A simple Ruby gem that enhances Nanoc with cache-busting capabilities.

warning: this gem is outdated and no longer actively maintained. Proceed with caution.

Description

Your website should use far-future expires headers on static assets, to make the best use of client-side caching. But when a file is cached, updates won't get picked up. Cache busting is the practice of making the filename of a cached asset unique to its content, so it can be cached without having to worry about future changes.

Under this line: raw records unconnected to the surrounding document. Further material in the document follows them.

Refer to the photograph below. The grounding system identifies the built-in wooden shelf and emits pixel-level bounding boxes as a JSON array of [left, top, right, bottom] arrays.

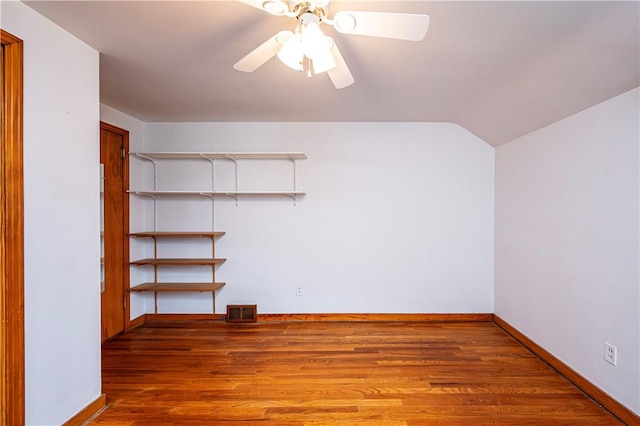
[[127, 189, 305, 198], [131, 257, 227, 266], [129, 283, 225, 292], [129, 152, 307, 160], [128, 152, 307, 204], [129, 231, 227, 313], [129, 231, 225, 238]]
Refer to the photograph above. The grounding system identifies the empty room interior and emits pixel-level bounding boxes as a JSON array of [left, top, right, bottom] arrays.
[[0, 0, 640, 426]]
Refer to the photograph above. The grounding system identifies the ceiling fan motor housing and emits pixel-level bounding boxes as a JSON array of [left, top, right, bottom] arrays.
[[290, 0, 329, 23]]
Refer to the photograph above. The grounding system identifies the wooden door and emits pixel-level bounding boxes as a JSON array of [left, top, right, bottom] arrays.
[[100, 123, 129, 342], [0, 29, 25, 425]]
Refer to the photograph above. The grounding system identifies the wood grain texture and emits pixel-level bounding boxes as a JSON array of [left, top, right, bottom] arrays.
[[91, 321, 620, 426], [129, 231, 225, 238], [494, 315, 640, 425], [100, 122, 130, 341], [0, 30, 25, 425], [62, 394, 107, 426], [129, 283, 224, 292], [131, 258, 227, 266]]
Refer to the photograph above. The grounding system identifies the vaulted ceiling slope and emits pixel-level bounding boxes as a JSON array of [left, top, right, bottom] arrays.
[[25, 1, 640, 146]]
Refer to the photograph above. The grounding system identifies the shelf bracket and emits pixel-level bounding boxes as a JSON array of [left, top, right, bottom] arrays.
[[134, 153, 158, 231], [200, 154, 216, 231], [289, 155, 297, 191], [284, 193, 297, 207], [224, 154, 238, 207], [134, 192, 158, 232], [224, 192, 238, 206]]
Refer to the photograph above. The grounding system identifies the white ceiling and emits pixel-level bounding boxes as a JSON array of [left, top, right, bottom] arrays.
[[25, 1, 640, 146]]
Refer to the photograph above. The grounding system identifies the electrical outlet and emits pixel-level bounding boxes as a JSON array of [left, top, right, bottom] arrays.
[[604, 342, 618, 365]]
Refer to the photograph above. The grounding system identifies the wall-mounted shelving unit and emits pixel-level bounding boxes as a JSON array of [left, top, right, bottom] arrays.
[[129, 152, 307, 203], [128, 152, 307, 313], [129, 231, 227, 314]]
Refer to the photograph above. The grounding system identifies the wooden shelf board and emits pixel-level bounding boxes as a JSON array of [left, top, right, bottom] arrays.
[[131, 258, 227, 265], [129, 283, 225, 292], [129, 231, 225, 238], [127, 189, 305, 196], [130, 152, 307, 160]]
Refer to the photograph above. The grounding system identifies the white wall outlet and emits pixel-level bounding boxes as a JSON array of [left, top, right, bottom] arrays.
[[604, 342, 618, 365]]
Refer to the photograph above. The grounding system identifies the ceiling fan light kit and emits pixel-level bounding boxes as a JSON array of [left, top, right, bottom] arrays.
[[233, 0, 429, 89]]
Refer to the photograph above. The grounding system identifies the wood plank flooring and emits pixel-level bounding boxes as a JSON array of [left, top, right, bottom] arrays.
[[91, 322, 621, 426]]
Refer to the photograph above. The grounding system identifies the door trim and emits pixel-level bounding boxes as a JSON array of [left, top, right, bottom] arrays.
[[0, 30, 25, 425], [100, 121, 131, 333]]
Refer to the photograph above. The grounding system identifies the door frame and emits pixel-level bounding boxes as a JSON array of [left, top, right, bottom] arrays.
[[0, 29, 25, 425], [100, 121, 131, 333]]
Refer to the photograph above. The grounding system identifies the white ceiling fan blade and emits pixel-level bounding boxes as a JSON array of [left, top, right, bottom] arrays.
[[333, 11, 429, 41], [238, 0, 289, 16], [327, 36, 355, 89], [233, 30, 293, 72]]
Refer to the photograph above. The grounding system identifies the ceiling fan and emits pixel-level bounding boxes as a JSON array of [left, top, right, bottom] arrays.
[[233, 0, 429, 89]]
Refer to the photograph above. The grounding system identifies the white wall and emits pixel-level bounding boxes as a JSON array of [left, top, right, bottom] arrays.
[[495, 89, 640, 413], [139, 123, 494, 313], [1, 2, 101, 425], [100, 104, 145, 319]]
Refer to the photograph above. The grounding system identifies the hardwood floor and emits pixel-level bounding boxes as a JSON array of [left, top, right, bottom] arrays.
[[91, 322, 621, 426]]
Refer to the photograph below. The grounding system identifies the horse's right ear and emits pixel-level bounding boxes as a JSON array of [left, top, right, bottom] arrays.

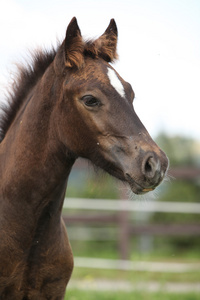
[[64, 17, 84, 68]]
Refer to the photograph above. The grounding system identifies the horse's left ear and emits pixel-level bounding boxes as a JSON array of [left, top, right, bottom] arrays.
[[64, 17, 84, 68], [94, 19, 118, 62]]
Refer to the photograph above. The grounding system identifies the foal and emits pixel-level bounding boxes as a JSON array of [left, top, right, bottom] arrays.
[[0, 18, 168, 300]]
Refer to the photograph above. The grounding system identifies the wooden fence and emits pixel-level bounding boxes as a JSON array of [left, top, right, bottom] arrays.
[[63, 198, 200, 260]]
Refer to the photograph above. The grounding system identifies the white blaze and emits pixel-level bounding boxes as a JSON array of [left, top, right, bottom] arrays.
[[108, 68, 125, 98]]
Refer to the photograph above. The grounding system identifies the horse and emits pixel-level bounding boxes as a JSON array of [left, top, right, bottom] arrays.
[[0, 17, 168, 300]]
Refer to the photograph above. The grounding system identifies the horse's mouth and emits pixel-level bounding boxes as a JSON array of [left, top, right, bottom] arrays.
[[125, 173, 155, 195]]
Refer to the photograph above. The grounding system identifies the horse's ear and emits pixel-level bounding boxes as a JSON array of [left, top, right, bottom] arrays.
[[64, 17, 84, 68], [94, 19, 118, 62]]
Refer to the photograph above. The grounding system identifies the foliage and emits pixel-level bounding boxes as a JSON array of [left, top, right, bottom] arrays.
[[156, 133, 200, 166]]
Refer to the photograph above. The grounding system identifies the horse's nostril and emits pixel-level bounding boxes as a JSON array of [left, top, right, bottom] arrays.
[[142, 154, 160, 179], [145, 160, 152, 173]]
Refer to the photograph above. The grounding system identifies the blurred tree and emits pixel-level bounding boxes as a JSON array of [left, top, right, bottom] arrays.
[[156, 133, 200, 166], [151, 133, 200, 253]]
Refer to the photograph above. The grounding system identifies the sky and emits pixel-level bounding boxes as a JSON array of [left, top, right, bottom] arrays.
[[0, 0, 200, 141]]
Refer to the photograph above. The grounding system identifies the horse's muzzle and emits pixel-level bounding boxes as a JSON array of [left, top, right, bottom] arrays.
[[125, 152, 168, 194]]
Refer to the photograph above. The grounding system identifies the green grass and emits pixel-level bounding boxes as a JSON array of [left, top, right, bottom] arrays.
[[65, 289, 199, 300], [72, 267, 200, 284]]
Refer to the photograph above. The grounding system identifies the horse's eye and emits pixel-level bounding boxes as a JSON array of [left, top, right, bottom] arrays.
[[82, 95, 100, 106]]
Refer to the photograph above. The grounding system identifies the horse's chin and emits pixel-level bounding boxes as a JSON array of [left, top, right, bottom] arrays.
[[125, 174, 154, 195]]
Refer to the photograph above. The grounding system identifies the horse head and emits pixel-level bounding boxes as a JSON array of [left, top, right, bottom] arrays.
[[54, 18, 168, 194]]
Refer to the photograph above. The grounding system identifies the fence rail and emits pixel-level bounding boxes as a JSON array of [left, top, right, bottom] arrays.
[[63, 198, 200, 214], [63, 198, 200, 260]]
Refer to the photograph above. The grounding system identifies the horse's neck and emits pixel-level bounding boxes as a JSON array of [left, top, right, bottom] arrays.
[[0, 64, 74, 213]]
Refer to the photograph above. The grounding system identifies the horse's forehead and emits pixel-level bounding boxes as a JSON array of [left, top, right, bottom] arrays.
[[107, 68, 125, 98], [81, 64, 125, 98]]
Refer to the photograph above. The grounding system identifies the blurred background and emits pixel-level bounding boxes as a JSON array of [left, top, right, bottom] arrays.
[[0, 0, 200, 300]]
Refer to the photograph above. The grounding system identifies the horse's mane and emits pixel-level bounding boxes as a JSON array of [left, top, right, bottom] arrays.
[[0, 31, 117, 143], [0, 48, 56, 142]]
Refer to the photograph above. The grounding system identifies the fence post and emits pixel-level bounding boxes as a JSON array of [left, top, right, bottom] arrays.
[[118, 187, 130, 260]]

This gem adds a filter and some helper methods to Nanoc, the static site generator, to simplify the process of making asset filenames unique. It helps you output fingerprinted filenames, and refer to them from your source files.

More information

Find out more about Nanoc by Denis Defreyne at http://nanoc.stoneship.org.

Installation

As an extension to Nanoc, you need to have that installed and working before you can add this gem. When your Nanoc project is up and running, simply install this gem:

$ gem install nanoc-cachebuster

Then load it via your project Gemfile or in ./lib/default.rb:

require 'nanoc/cachebuster'

Usage

This gem provides a simple helper method you can use to rewrite the output filename of your static assets to include a content-based fingerprint. A simple filter will look up the output filename you have generated, and replace any references to the regularly-named file to the rewritten one.

So, when you include a stylesheet:

<link rel="stylesheet" href="styles.css">

And you rewrite the output of the file to include a fingerprint:

# in your ./lib/default.rb
include Nanoc::Helpers::CacheBusting
# in ./Rules
route '/styles/' do
  fp = fingerprint(item[:filename])
  item.identifier.chop + fp + '.css'
end

The filter will change your HTML on compilation to:

<link rel="stylesheet" href="styles-cb7a4bb98ef.css">

You get simple, content-based cachebusters for free. All that is left for you to do is set some far-future expires header in your server configuration.

Development

Development happens in the develop branch, with stable code being merged to master to be released.

Changes

See HISTORY.md for the full changelog.

Dependencies

nanoc-cachebuster obviously depends on Nanoc, but has no further dependencies. To test it you will need Rspec.